Frege’s innovation of quantification in logic is another idea of which we could ask if it is sufficiently simple that it could have been introduced earlier in history, but was not. The ancient logical tradition was reasonably sophisticated, so it seems like it could have been possible to explain quantification to someone who had studied ancient logic, but this is probably a misleading way to think about it. Aristotle’s logic was a logic of classes. A quantifiable predicate calculus presupposes a range of ideas that were foreign of classical antiquity. The terminist logic of late Scholasticism — again, another sophisticated logical milieu — maybe possessed more of the boundary conditions necessary to make sense of quantification, but even here I would hesitate. Both set theory and quantification theory seem to require the concept of a variable, which comes to us from algebra, and so presupposes a long historical development and contact among civilizations, since it was Islamic mathematicians who developed algebra. We take variables as a matter of course, and view them as being as intuitive as the concept of zero, but zero was another achievement in mathematical knowledge, an intuitive breakthrough, which is a presupposition of most advanced mathematics, which cannot make do without zero.
I can imagine a reader shouting into my ear that the real difference would have been the introduction of calculus in classical antiquity, as this would have facilitated advanced engineering only possible with the calculus. But calculus, even more than Riemann’s metrical method for arriving at non-Euclidean geometry, has pretty substantial boundary conditions. It is another classic case of simultaneous discovery, and I would argue that the time was ripe for calculus when discovered by Newton and Leibniz, but it is definitely not a largely context-independent idea like natural selection or set theory that could be lifted out of one intellectual milieu and inserted into another. Simple intuitions can be very powerful, and they can go a long way, but they require some formal framework within which to work out their implications.

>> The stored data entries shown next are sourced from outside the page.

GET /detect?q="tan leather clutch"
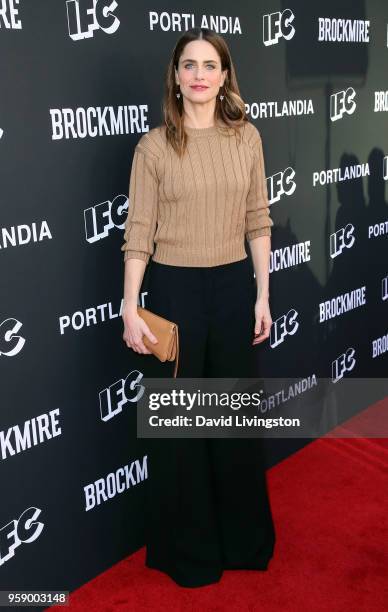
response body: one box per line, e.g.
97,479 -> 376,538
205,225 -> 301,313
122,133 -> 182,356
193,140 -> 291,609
137,306 -> 180,377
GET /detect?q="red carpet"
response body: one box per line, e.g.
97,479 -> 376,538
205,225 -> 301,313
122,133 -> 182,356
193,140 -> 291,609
52,397 -> 388,612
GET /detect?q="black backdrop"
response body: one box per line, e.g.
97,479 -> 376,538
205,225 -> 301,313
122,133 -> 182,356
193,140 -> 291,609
0,0 -> 387,598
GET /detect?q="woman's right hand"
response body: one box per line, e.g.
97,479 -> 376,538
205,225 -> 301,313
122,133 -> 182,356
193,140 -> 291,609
122,308 -> 158,354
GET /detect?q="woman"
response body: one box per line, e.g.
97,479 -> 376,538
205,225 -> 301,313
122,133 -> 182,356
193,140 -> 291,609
121,27 -> 276,588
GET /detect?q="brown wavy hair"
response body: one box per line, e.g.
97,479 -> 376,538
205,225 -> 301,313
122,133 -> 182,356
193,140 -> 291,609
161,27 -> 248,156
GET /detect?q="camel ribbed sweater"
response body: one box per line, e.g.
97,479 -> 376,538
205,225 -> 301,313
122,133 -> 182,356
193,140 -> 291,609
121,121 -> 273,267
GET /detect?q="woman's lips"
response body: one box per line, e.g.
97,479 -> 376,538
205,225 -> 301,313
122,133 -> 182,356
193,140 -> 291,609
190,86 -> 208,91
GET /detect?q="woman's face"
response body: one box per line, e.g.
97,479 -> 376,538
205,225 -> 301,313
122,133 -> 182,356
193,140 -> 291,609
175,39 -> 227,105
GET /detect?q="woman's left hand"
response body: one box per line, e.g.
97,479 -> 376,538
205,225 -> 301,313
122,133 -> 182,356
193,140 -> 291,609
252,297 -> 272,345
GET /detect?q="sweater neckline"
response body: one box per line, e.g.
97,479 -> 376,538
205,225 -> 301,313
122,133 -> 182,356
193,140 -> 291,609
184,124 -> 228,137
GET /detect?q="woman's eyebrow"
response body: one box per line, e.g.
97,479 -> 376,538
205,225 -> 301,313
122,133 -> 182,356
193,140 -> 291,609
181,58 -> 218,63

One more thought experiment before I take my leave: again in newsletter 266 I quoted an aphorism of mine, “There is a fundamental intellectual difference between those who get their rigor primarily from mathematics, and those who get their rigor primarily from logic.” Both logic and mathematics were developed in antiquity, but mathematics was the dominant tradition of formal thought, with a far greater number of practitioners than logic. Suppose the roles were reversed: suppose that logic had been the dominant tradition in antiquity, with a great many more practitioners, and it continued to dominate Western intellectual history thereafter, while mathematics was the subordinate tradition, with far fewer practitioners. Given the conditions of this thought experiment, Western civilization would be changed from one in which rigorous thought was primarily mathematical to one in which rigorous thought was primarily logical. I think it is fair to say that the outcome would be unrecognizable, as the tradition of civilization would be radically altered by this change in the primary emphasis in formal thought.